Saturday 14 May 2011

THE FA CUP FINAL

So, it’s FA Cup Final Day again. For me, it’s one of the magic days in the annual calendar. It’s up there with birthdays, Christmas and the first day of school summer holidays. For the true football fan it was ever, and will forever be, thus.

It brings to mind magic days with my mates as an older teenager and into my twenties where we would meet early on the Saturday to have a few quiet beers, maybe a game of snooker and to discuss the forthcoming game.

It was always sunny and warm, of course, as all Cup Final days are. Well, except for the ones that were a bit colder with drizzle in the air, but they were few and far between.

Black & White Football

I can think further back, to the games I used to watch with my parents; games in black and white in the earliest case, with the curtains drawn against the sun reflecting across the TV screen and obscuring the view of one of the few, and most times only, live game shown on television at the time.

The first Cup Final I can remember clearly, coincidentally enough, was the 1969 Final between Manchester City and Leicester City (1-0 to Manchester with Neil Young – not the singer – being the scorer of the solitary goal). I can vaguely recall bits of the 1968 Final but it’s the ’69 version that sticks in my mind.













All Day Event

I can remember an ‘all-day’ Cup Final, with “It’s a Knockout”, cameras on the team coaches to Wembley and much discussion and prediction from the experts ‘back in the studio’.

The immediately post-adolescent years sent us on a quest to find the most accommodating parents with which to watch the game as brothers in arms. Brothers in Arms, in some cases genuine brothers, who had all played the game at some level both at school and since we left to make our way in the world.

Excited by the coming match and choosing one team about which we had to be partisan – you just CAN’T watch a Cup Final as a true neutral, can you? Except, of course, for the games where OUR team was IN the Final, in which case we didn’t have to choose to be partisan, we just were.

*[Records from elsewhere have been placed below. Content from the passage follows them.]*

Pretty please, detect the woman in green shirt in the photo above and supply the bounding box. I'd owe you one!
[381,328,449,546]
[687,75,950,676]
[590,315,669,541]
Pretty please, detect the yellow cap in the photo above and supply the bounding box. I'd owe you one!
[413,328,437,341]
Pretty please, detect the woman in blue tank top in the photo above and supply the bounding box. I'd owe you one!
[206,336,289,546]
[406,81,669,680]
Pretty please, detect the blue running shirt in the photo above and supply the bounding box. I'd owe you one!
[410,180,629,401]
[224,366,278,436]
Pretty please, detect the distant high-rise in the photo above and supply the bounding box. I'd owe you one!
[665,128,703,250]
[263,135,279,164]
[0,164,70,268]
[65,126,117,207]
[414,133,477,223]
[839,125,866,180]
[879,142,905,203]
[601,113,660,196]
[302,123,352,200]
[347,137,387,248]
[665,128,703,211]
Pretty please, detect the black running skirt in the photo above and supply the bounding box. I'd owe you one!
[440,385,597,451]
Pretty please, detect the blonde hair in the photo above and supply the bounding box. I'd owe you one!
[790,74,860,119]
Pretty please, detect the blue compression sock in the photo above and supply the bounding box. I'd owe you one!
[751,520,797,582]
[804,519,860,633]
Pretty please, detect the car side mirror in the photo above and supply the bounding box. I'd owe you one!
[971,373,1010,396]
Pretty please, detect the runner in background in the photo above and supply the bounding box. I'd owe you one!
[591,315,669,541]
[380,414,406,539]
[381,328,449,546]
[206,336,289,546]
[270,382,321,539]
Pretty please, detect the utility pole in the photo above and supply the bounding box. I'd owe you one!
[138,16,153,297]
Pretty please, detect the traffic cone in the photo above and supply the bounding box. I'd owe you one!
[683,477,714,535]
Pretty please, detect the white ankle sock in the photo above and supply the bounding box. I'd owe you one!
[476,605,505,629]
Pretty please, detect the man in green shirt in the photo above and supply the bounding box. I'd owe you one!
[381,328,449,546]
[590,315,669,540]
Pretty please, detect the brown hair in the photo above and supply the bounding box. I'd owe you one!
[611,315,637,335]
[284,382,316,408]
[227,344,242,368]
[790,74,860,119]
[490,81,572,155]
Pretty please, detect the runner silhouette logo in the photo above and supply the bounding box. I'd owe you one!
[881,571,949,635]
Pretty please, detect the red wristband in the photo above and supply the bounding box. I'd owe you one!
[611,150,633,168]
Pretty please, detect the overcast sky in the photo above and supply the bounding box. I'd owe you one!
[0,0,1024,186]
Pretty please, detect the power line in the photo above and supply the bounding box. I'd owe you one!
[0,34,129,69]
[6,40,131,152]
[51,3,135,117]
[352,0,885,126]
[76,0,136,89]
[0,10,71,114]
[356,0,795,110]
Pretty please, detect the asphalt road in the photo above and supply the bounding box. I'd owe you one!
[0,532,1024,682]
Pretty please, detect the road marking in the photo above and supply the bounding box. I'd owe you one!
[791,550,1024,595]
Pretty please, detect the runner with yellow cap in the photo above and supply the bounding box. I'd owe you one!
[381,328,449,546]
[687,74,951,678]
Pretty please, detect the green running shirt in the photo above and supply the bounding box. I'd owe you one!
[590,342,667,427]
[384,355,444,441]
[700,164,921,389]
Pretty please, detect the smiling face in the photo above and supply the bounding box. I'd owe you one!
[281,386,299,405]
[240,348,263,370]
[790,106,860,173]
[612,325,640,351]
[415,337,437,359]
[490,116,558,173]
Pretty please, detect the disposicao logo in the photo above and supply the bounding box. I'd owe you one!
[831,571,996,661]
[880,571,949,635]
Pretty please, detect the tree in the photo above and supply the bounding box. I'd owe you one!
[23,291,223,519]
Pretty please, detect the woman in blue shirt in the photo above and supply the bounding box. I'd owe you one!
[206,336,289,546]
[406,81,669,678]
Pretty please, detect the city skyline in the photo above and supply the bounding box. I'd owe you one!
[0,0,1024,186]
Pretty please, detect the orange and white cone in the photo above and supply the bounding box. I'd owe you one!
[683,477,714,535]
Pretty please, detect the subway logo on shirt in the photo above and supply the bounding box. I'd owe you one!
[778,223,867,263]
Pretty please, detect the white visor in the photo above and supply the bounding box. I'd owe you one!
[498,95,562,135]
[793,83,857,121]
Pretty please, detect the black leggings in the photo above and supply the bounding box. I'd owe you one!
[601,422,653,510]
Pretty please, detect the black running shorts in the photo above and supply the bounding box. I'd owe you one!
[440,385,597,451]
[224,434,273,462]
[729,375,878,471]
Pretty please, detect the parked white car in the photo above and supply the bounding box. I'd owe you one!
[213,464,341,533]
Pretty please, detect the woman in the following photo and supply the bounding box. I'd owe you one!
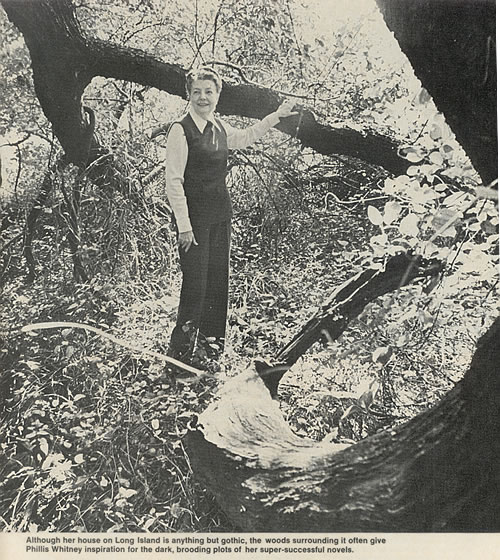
[165,67,296,362]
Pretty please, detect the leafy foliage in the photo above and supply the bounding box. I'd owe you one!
[0,0,498,531]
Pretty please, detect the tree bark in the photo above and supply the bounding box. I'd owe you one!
[1,0,409,174]
[187,319,500,532]
[376,0,498,184]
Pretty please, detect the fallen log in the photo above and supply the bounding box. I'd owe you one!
[186,256,500,532]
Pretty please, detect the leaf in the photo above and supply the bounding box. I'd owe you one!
[372,346,392,365]
[38,438,49,457]
[429,124,442,140]
[429,151,444,165]
[358,379,380,411]
[476,187,498,200]
[431,208,461,237]
[402,146,427,163]
[118,488,137,499]
[368,206,384,226]
[399,214,419,237]
[384,202,402,225]
[24,360,40,371]
[73,453,85,465]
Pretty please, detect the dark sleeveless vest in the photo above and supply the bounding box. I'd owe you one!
[179,114,232,227]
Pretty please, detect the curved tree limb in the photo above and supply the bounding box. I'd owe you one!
[1,0,409,174]
[376,0,498,185]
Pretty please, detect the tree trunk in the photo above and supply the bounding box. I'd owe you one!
[376,0,498,184]
[187,320,500,532]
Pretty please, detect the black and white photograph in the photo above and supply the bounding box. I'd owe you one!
[0,0,500,560]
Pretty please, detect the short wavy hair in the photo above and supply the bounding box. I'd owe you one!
[186,66,222,95]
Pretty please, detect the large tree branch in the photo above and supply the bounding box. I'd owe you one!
[187,312,500,532]
[376,0,498,184]
[1,0,408,174]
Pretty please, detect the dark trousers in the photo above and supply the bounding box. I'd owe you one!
[170,222,231,352]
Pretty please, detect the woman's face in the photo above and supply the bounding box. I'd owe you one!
[189,80,219,119]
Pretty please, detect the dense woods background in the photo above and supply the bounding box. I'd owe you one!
[0,0,499,531]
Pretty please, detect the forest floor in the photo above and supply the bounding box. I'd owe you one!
[0,203,495,532]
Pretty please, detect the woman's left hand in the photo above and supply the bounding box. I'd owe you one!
[276,99,298,119]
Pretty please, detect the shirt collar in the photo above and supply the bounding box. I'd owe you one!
[189,108,219,133]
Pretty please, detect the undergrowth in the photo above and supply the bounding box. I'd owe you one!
[0,199,496,532]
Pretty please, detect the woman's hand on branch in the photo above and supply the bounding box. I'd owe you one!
[177,231,198,253]
[276,99,298,119]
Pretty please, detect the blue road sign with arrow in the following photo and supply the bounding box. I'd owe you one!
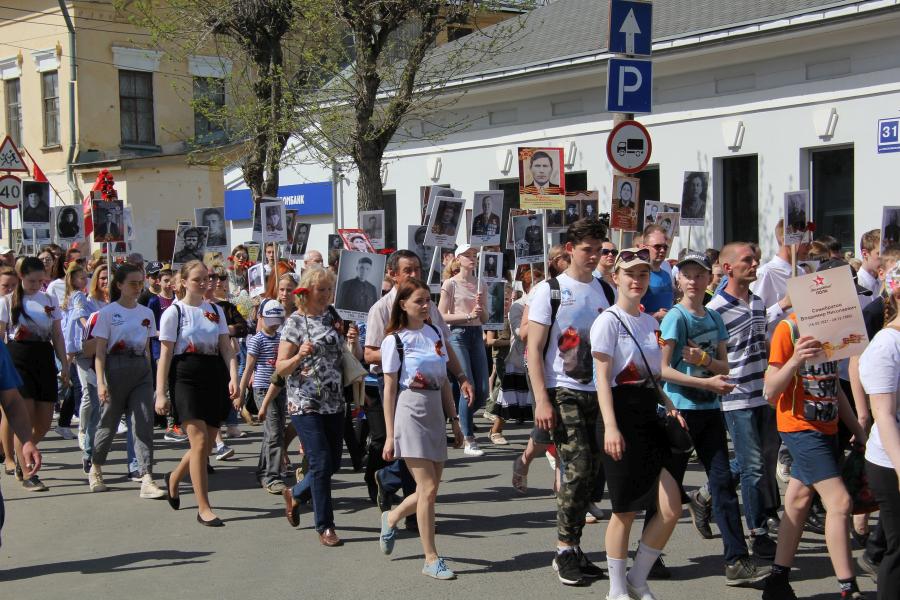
[609,0,653,56]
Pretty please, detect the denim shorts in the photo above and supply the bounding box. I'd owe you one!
[779,431,841,485]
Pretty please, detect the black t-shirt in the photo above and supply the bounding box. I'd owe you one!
[863,296,884,340]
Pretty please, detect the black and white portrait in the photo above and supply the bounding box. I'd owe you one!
[91,200,125,242]
[425,197,466,247]
[334,250,387,321]
[22,181,50,229]
[194,207,228,253]
[288,221,312,260]
[478,252,503,281]
[881,206,900,252]
[681,171,709,227]
[262,201,287,244]
[359,210,384,250]
[54,206,84,241]
[512,215,544,265]
[172,225,206,268]
[471,190,503,246]
[784,190,810,246]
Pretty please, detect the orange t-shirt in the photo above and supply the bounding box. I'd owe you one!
[769,314,840,435]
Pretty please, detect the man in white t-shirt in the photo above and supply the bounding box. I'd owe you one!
[527,219,612,585]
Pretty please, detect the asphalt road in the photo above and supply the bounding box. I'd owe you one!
[0,421,875,600]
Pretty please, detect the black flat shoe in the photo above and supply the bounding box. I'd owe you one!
[197,513,225,527]
[163,473,180,510]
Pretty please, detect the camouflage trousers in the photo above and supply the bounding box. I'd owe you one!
[548,388,601,545]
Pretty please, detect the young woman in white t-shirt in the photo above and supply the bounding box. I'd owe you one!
[379,279,463,579]
[0,256,69,492]
[156,260,240,527]
[859,295,900,600]
[88,264,166,499]
[591,248,685,600]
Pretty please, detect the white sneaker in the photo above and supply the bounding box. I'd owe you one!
[88,464,109,492]
[463,442,484,456]
[141,473,166,500]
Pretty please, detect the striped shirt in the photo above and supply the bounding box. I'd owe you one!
[706,290,769,411]
[247,331,281,389]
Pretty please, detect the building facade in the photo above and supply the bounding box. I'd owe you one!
[0,0,231,260]
[255,0,900,256]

The accommodating parents, having determined to accept this rather large gathering of youngsters, could generally expect us to arrive some 30 minutes before kick-off, traditionally carrying some variations on a theme from the nearest chip shop. Later in life, when we had secured our own abodes one of us in turn down the years would be the host for the afternoon.

It was my turn to be the host, at my flat near the station, for the Coventry City versus Spurs Final, the majority of us supporting the underdogs Coventry and cheering in unison, when they went ahead, whilst at the same time sharing the pain of the two Spurs fans in our midst.

1983

I can remember being fascinated by the tradition and emotion that was, and still is, Abide with Me. I recall how, when Brighton & Hove Albion met Manchester United in the 1983 Final, crass and ignorant journalists condescendingly castigated Albion fans for singing, with gusto, the Cup Final hymn. We were inexperienced and naive, some said, in the following days’ papers. Maybe we were, but it was OUR Cup Final to live – theirs only to observe and report as mere bystanders to the passage of history.

Oh, and for the record; Smith DID score !

Time moves on and the group of friends have gone their own ways – some live close by still, but some are in foreign lands. Some are still here in England and one, whom we miss and remember, is no longer here.

But wherever we are, though we may be apart, I hope we are all watching the game together and recalling the shared memories of the games and the fun, the joy when our team won and the disappointment when we lost. The nonsense we talked when we analysed the game and the cases we made for why the team we cheered had lost.

It’s a Kind Of Magic

A day in the calendar, that’s all it appears, but they live in the memory every year it comes round. And that, my friends is why they call it The Magic of the FA Cup.